When possible, focus on affordances over hype
With social media abuzz with news of the DockerHub data breach that Docker announced the Thursday before the conference, I had expected to hear a lot about the breach in the various meetings I had the day before DockerCon began. While there was some talk of the breach, I was pleasantly surprised to hear much more talk of and enthusiasm for the ARM partnership announcement that came out the Wednesday before.
Likewise, while for some Steve Singh’s last DockerCon as CEO may be overshadowed by the announcement a week later that he would be stepping down from the role (he will stay on as chairman), I am instead impressed by the fact that he opened his last keynote with an announcement of the creation of the Docker Foundation. This philanthropic foundation supports organizations like CodePath, which has gotten some exposure in recent higher ed discussions, and when Singh welcomed CodePath CEO and founder Michael Ellison to the stage to talk about his organization’s goal of increasing diversity in tech through opportunity and access, it made me want to see more segments like this in more keynotes at more tech conferences.

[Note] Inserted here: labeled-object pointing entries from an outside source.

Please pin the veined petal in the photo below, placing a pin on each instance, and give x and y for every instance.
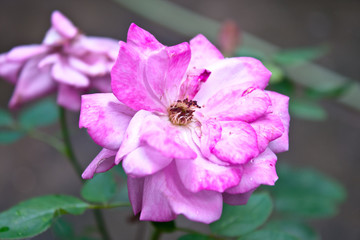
(280, 108)
(201, 174)
(235, 104)
(237, 199)
(238, 143)
(203, 52)
(128, 83)
(63, 25)
(165, 197)
(260, 170)
(144, 161)
(105, 118)
(22, 53)
(267, 128)
(101, 163)
(228, 72)
(64, 73)
(69, 97)
(32, 83)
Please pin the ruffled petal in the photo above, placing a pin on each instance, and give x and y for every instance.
(280, 108)
(64, 73)
(144, 161)
(105, 118)
(260, 170)
(237, 199)
(235, 104)
(32, 83)
(200, 174)
(203, 52)
(63, 25)
(101, 163)
(238, 143)
(233, 71)
(23, 53)
(165, 197)
(69, 97)
(129, 84)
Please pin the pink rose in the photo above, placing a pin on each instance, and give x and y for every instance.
(67, 61)
(191, 128)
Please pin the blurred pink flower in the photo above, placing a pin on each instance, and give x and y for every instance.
(191, 128)
(66, 61)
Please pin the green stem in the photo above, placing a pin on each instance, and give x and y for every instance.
(99, 219)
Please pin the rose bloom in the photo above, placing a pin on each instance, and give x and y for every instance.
(66, 61)
(192, 129)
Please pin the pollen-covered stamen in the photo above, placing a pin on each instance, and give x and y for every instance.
(181, 112)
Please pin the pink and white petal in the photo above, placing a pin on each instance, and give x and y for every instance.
(69, 97)
(235, 104)
(238, 143)
(135, 191)
(9, 70)
(201, 174)
(166, 138)
(132, 135)
(260, 170)
(237, 199)
(62, 72)
(32, 83)
(192, 84)
(63, 25)
(280, 107)
(23, 53)
(165, 197)
(144, 161)
(203, 52)
(143, 41)
(228, 72)
(267, 128)
(101, 163)
(105, 118)
(128, 83)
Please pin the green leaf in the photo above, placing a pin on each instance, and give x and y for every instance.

Finally, one of the topics that buzzed continuously through many of the conversations I had at this year’s DockerCon was attendance numbers for conference itself, with some gossip postulating that this year’s attendance had fallen to 3000 from 6000 for the June 2018 event. Much of this buzz theorized that potential attendees had jumped ship for other events (such as KubeCon), perhaps as part of what my colleagues Rachel and James have termed the Hype Cycles and Pendulum Swings that constitute the tech industry. It turns out the the attendance drop was not so dramatic (at 4200 attendees); in any case, as my colleague Stephen has noted, there is something to be said about the quality of developer experience at smaller events. I would argue that it is also important to consider why attendees make their way to an event. For my part, I would take one attendee who (like my walking comrade) is there to take practical steps of education and adoption over ten who are there for swag and cocktail receptions and hype.
Disclaimer: Docker is a client and paid for my T&E for DockerCon 2019.